How much does insurance for subsidence cost?

If you’ve been unlucky enough to have suffered subsidence, you might have to pay higher insurance premiums than normal. The market of insurers willing to cover you is smaller, so there’s less competition.

There may be a higher compulsory excess applied if you’ve had subsidence too. The usual £1,000 excess can increase to around £2,500. Or, in some cases, insurers might impose a £5,000 excess or even more.

However, it’s not all about how much home insurance cost. Read the small print in any policy to be sure that the insurance for subsidence you’re getting is good quality.

'Cheaper quotes are often cheaper for a reason,' says Moores. 'Usually a low-cost home insurance policy is cut-price because the extent of the cover is not as good.

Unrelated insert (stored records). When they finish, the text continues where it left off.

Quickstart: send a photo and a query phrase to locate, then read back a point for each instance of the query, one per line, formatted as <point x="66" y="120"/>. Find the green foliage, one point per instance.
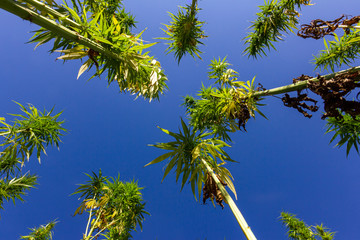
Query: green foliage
<point x="186" y="153"/>
<point x="347" y="129"/>
<point x="219" y="108"/>
<point x="298" y="230"/>
<point x="184" y="32"/>
<point x="44" y="232"/>
<point x="108" y="25"/>
<point x="30" y="131"/>
<point x="14" y="188"/>
<point x="115" y="208"/>
<point x="33" y="130"/>
<point x="274" y="19"/>
<point x="342" y="50"/>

A good policy will be 'All Risks' which gives much wider cover than standard, cheaper policies.'

'Basic policies are more limited with lower claims limits. Restrictive terms mean that for a claim to be paid, it has to meet the very particular circumstances of the policy wording.'

Should I engage a specialist provider when it comes to insurance for subsidence?

It’s a good idea to go through a broker who’s experienced at working with providers that specialise in insuring homes with a history of subsidence and previously underpinned properties (known as PUPs for short).

A specialist broker can also find the best deals with the widest cover. They will also know and understand the policy coverage to be sure you’re adequately covered if the subsidence happens again.

You can contact an insurance broker through the British Insurance Brokers' Association (opens in new tab) (BIBA) for specialist advice.

Should I engage a specialist provider when it comes to insurance for subsidence

(Image credit: Future PLC/ Polly Eltes)

Can subsidence be avoided?

In most cases, subsidence can be resolved fairly easily. For example, by removing trees or cutting them back so they absorb less soil moisture. Or, by fixing plumbing leaks.

Underpinning is used as a last resort. It’s estimated that just 10% of properties that have subsidence need this type of work.

Methods of underpinning include:

  • Strengthening the soil by injecting it with a polymer or resin.
  • Filling sections of the ground with concrete.
  • Installing concrete beams or screw piling systems to support the foundations.

Though you can’t change the type of soil your home is built on, you can cut the risks of subsidence by:

  • Cutting back or removing trees planted close to your home. Do not remove trees that are older than the property. This can cause the opposite problem of heave - where the foundations of your home lift. Seek expert advice.
  • Maintaining plumbing, gutters, pipes and drains to ensure there are no leaks.